Только после трапезы подступила было к Андрею Ивановичу тревога: какое поручит дело Василий? Достойное ли? Однако князь Старицкий моментально отмахнулся от тревожного чувства, слишком уж не хотелось ему расставаться с благодушием, царившим за трапезным столом весь вечер.
Утром Василий Иванович принял брата в уединенной палате. Никого при них. Поприветствовали друг друга, задали обычные вопросы о том, как почивалось. Наконец царь заговорил о деле.

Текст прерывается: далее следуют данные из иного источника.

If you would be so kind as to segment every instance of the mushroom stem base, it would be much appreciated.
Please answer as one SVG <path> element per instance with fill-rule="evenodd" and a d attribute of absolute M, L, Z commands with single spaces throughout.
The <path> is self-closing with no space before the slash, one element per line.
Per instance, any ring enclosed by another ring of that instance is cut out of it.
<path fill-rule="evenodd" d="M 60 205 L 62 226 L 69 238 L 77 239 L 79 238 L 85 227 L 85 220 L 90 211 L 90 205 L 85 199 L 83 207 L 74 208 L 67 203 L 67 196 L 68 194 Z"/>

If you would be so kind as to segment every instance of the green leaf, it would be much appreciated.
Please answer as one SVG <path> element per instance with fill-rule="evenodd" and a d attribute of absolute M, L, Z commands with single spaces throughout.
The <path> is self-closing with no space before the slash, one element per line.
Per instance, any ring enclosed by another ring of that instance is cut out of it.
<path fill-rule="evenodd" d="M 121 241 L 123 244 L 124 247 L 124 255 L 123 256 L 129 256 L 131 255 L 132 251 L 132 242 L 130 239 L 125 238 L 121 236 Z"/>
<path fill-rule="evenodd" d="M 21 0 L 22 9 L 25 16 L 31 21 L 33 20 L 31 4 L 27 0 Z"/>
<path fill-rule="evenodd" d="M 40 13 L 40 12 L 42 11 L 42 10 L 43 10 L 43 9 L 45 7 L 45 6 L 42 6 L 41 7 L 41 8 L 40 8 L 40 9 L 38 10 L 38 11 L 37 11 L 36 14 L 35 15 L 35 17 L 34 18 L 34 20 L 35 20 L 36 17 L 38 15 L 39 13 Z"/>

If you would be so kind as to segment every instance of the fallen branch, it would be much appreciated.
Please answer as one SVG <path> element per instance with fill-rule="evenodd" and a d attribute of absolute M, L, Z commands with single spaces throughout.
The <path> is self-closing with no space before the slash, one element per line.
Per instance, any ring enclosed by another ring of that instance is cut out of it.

- Я не счел нужным говорить о моем поручении при воеводе, хотя верю ему и вижу, что вы сдружились. И все же дело тебе предстоит скорее тайное, чем гласное, я очень ответственное. Думаю, лучше всего вести его до времени без всякой огласки. - Замолчал Василий Иванович на некоторое время, прикидывая, как повести дальнейший разговор, чтобы не обидеть Андрея. Брат все же. Хотя и последыш. Затем продолжил: - В Кракове - великий скандал. Князь Михаил Глинский повздорил с королем Сигизмундом Казимировичем и отъехал в свою родовую вотчину Тутов. Так вот, он предложил переметнуться под мою руку вместе со своей вотчиной.
- Так это же за Черниговом! Знатный прибыток. Предполагаю, что ты не отказал князю? - спросил Андрей.